# Any hcg reboot cycles work to wake up lydig cells and restart natural production of testosterone?



## jdusmc1371 (Feb 15, 2020)

*Any hcg reboot cycles work to wake up lydig cells and restart natural production of testosterone?*

After running a cycle of testosterone enathate years ago my test levels never recovered to natural levels. Im wondering if running hcg and clomid for a month or two would possible reawaken lydig cells and reset my natural production of testosterone. Or would this put me at risk for lydig desensitization? What possible cycle of hcg and clomid would be recommended for this. if any one has been sucessful in this please lay out Dosage and frequency:


----------



## Viduus (Feb 15, 2020)

I have a previous thread on this. There’s a British doctor who suggests a way of working backwards to see if you can restart things.

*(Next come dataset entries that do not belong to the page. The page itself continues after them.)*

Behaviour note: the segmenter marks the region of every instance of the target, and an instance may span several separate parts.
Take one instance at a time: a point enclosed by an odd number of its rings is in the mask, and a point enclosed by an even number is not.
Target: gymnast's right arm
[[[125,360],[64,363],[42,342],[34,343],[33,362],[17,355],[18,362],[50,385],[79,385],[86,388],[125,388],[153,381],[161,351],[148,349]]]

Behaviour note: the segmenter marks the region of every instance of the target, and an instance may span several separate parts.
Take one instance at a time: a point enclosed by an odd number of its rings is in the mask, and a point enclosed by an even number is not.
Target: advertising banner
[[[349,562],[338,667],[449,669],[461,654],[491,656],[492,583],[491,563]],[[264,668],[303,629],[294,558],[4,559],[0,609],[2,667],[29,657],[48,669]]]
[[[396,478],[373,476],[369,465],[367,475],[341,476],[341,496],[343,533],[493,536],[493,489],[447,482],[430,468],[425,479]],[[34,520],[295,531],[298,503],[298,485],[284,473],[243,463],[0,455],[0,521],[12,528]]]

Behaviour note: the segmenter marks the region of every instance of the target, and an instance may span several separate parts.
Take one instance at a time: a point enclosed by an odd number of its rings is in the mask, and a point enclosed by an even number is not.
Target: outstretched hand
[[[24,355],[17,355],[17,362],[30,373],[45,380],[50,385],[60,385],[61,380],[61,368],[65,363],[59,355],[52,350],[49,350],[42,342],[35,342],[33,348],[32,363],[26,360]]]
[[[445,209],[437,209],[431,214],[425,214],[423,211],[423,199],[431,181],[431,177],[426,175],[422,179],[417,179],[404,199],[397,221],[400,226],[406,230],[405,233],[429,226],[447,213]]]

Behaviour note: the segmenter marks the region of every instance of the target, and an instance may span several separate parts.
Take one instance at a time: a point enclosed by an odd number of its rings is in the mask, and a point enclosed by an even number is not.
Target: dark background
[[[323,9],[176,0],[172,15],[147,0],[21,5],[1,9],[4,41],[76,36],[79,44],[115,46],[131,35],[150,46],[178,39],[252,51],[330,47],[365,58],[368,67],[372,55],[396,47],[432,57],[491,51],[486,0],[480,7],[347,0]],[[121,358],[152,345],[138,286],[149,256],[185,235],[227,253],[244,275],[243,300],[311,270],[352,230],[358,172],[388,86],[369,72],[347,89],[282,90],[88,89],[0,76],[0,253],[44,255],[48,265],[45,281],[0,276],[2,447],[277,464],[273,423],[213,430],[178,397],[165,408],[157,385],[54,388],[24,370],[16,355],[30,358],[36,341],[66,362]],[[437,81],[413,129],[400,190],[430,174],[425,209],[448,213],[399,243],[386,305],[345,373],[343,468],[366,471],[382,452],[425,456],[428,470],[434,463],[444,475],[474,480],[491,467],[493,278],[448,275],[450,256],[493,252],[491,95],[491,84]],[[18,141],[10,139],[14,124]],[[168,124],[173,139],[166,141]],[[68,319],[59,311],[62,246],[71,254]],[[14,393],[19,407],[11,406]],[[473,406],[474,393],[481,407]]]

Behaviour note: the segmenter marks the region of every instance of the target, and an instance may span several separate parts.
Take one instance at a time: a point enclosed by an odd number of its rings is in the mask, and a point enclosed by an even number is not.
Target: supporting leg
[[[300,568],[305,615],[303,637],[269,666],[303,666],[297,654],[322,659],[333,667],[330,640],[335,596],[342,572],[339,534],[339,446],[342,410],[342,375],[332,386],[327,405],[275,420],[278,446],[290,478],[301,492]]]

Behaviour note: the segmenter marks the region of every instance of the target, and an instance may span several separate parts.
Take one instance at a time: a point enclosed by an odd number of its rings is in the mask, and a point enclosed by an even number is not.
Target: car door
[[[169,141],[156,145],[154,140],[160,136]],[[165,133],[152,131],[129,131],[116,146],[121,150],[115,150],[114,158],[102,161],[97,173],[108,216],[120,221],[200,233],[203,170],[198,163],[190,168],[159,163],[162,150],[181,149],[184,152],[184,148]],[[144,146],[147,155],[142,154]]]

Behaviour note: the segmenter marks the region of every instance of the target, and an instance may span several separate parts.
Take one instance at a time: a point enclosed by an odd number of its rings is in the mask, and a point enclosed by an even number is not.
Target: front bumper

basically start with the HCG to see if you can get your natural rest back. Once your natural test levels are showing on a test then you know your nuts work. 

Now replace the HCG with clomid. This would cause your pituitary gland to start producing LH/FSH (replacing the HCG). If your bloodwork eventually shows the right FSH/lag levels then you know your pituitary gland works right. In theory the FSH/lag would then be triggering your nuts to produce testosterone at this point.

last step would be to replace the clomid. Your pituitary gland uses estrogen as it’s feedback loop to inhibit itself. At this point taking an AI to CAREFULLY control estrogen levels to see if you can drop the clomid and get it to kick on naturally. I’d this is the case then the original cause was your bodies natural clearance of estrogen. He then suggests various natural ways to support your body clearing it.

This step by step approach isolates and true biological shutdown you may have. If one of the steps fails then you know the component that’s just not doing it’s job. From that point you’re stuck with TRT.

Most people don’t want to take the time or spend all the money with testing. We generally want to be on TRT. You can just also try a few PCT protocols which basically puts all those steps into one. (Minus the ai) It’ll either work or not work but doesn’t isolate anything.


----------



## lastcaress83 (Feb 15, 2020)

According to the Crisler and Swale protocols (DO and MD respectively), >500iu daily can increase aromatase activity in the testes and potentially lead to primary hypogonadism. If you want to try and boost production, maybe start with 500iu eod for a month and see what kind of results you get. Unfortunately, little personal experience here. I’ve used HCG post SARMS and a brief regrettable stint with the HCG diet. No noticeable sides except it does swell the boys up.


----------



## Viduus (Feb 15, 2020)

lastcaress83 said:


> According to the Crisler and Swale protocols (DO and MD respectively), >500iu daily can increase aromatase activity in the testes and potentially lead to primary hypogonadism. If you want to try and boost production, maybe start with 500iu eod for a month and see what kind of results you get. Unfortunately, little personal experience here. I’ve used HCG post SARMS and a brief regrettable stint with the HCG diet. No noticeable sides except it does swell the boys up.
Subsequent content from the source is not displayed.